Dubai radio said that before losing contact Friday with air controllers, the pilot reported an engine malfunction. The radio gave no further details.

A special investigation team was dispatched from Bahrain, where the airline is based, to attempt to determine the cause of the fiery crash.

A Gulf Air spokesman said the 105 passengers on flight 771 from Karachi, Pakistan, to Abu Dhabi, Qatar and Kuwait included 96 Pakistanis, seven Britons, one American and an Iranian. No identifications were available.

The seven crew members aboard the Boeing 737 included the Omani pilot, the Bahraini co-pilot and five others whose nationalities were not immediately known.
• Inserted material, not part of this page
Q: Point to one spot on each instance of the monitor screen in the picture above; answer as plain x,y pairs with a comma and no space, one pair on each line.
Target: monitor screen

The 96 Pakistanis, who lived and worked in the Persian Gulf region, were returning after a visit home for the Moslem Id al Adha feast. The Gulf Air spokesman said the plane crashed after it 'failed to land at Abu Dhabi.'

Rescue teams, including investigators and 10 physicians, were flown by helicopter to the scene of the crash, some 30 miles north of Abu Dhabi, said a spokesman for Dubai police emergency operations.

The control tower at Abu Dhabi International Airport lost contact with the aircraft as it was approaching the tiny Persian Gulf nation, the Emirates News Agency WAM reported.

Only 15 minutes later, rescue teams in helicopters located the blazing wreckage of the plane on desert slopes, the Dubai police spokesman said.

The spokesman said the bodies of the victims were mangled and no survivors could be found.

'The bodies were found in a sandy, arid area,' said the spokesman. 'We know that none of the passengers survived.'

He said a search was under way for the airliner's flight recorder, the so-called 'black box' with cockpit recordings that could provide clues to causes of the crash.

Gulf Air, serving the region's oil-rich desert kingdoms, is owned by Bahrain, Oman, Qatar and the United Arab Emirates, with headquarters in Bahrain.

In Karachi, between 3,000 and 4,000 anxious and grief-stricken people mobbed the airport, prompting airport authorities to call for police reinforcements.

Two Gulf Air flights, including the one that ended in tragedy, had left Karachi in a three hour span, and hundreds of people sought to find out if their loved ones were among those who perished.

As the day wore on scores of men and women thronging the airport could be seen weeping. Three women fainted on hearing there were no survivors.

The Gulf Air office at Karachi airport appeared to be in totalconfusion.

It had no manifest, and staff members worked hurriedly to prepare a passenger list from the airline's copies of passenger tickets and embarkation cards borrowed from immigration officials.